Most of us tend to assume that we know ourselves completely—our every desire, need, and preference. It’s our wily counterparts—their needs, desires, and preferences—that we assume we don’t know and need to find out during a negotiation.

While we do know ourselves better than anyone else, I’m here to tell you that we don’t know ourselves well enough for a negotiation. Put differently, we can’t assume we don’t need to inquire into our own preferences carefully each time we negotiate. We always need to understand ourselves better.

To that point, my family recently decided to pay for a fairly involved and expensive landscaping project. Forever the negotiation professor, I tried to experiment with various methods of reducing the price. Voila! I could do so by performing a portion of the work myself. Sounds good, but the devil’s in the details—in this case, the work:  I would have to clear an exceedingly long, 20-foot wide strip of overgrown jungle that would challenge even the mightiest of bulldozers, pulling up fathoms of English ivy and removing decades of discarded yard waste.

“I’ll do it,” I foolishly declared, without asking myself whether my preference for savings outweighed my preference for health, happiness, and life satisfaction in general.

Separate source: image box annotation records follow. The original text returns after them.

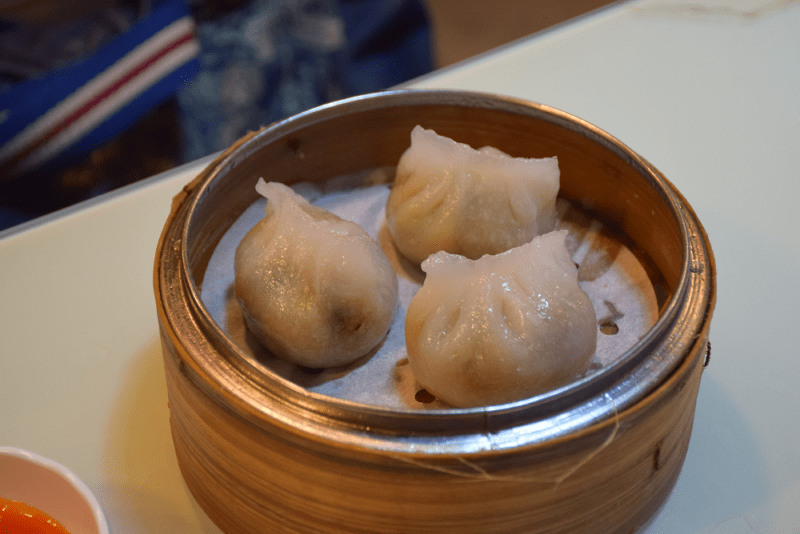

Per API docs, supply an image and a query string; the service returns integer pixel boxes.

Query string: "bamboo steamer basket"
[154,90,715,534]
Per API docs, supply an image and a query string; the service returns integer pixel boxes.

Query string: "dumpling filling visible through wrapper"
[386,126,560,263]
[234,180,398,368]
[406,230,597,407]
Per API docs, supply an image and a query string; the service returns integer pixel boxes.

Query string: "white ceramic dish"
[0,447,110,534]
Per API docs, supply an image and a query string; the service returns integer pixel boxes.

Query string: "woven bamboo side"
[158,320,705,534]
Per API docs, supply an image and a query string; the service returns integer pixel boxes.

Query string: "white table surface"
[0,0,800,534]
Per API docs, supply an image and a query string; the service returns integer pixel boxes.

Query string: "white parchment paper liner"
[201,174,658,410]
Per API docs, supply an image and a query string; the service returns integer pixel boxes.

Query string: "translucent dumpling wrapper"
[386,126,560,263]
[406,230,597,407]
[234,179,398,368]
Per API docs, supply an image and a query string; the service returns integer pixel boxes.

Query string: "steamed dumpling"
[386,126,560,263]
[406,230,597,407]
[234,179,397,368]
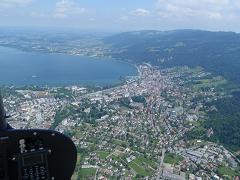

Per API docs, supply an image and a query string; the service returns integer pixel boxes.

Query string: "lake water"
[0,47,137,86]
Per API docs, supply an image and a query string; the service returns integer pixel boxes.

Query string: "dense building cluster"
[4,64,239,179]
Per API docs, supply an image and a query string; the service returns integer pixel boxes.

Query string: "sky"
[0,0,240,32]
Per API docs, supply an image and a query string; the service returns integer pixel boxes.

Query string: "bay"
[0,47,138,86]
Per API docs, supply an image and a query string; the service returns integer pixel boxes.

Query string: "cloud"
[156,0,240,20]
[0,0,33,8]
[131,8,150,16]
[54,0,87,18]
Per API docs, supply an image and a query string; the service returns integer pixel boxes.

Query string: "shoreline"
[0,45,140,88]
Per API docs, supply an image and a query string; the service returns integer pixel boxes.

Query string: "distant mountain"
[104,30,240,83]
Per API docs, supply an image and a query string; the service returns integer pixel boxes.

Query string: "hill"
[104,30,240,82]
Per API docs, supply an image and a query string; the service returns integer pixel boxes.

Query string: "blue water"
[0,47,137,86]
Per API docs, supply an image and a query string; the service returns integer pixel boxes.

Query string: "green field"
[134,156,157,169]
[96,151,110,159]
[78,168,97,179]
[164,153,183,164]
[128,161,152,176]
[128,156,156,177]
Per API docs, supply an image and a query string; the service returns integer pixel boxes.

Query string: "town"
[4,64,240,180]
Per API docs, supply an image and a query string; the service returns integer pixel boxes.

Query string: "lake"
[0,47,138,86]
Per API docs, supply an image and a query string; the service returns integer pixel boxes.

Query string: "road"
[157,148,166,180]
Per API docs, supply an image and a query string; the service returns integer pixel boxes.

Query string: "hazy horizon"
[0,0,240,32]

And now, several days removed from an entire weekend of clearing, my back has never been so sore, I’ve never been so fearful of snakes, my finger is throbbing from a mischievous cinder-block, and I’m still drinking compensatory water. Oh, and I’m still sad that I had to miss my daughter’s T-ball game.

Now, was that really worth the savings? In retrospect, not really. Turns out that, although I do prefer savings to no savings, I don’t prefer savings to a totally lost, unproductive, and painful weekend of social isolation in the searing sauna of Maryland sun. In other words, I didn’t understand my own preferences particularly well—or if I did, I didn’t carefully compare them against each other.

I say this not just to poke fun at myself but because it’s a mistake that most of us make often. We assume, when negotiating, that we understand own preferences so well that we don’t need to consider them at all. I’m here to tell you that we always do.

So the next time you’re negotiating, don’t pull a Brian. I mean, do pull the Brians described in many of my posts, but don’t pull this one. Treat your own preferences as a question to be considered, a riddle to be solved, a topic rife for inquiry. Do that, and I think you’ll find your back less sore and your life more negotiable.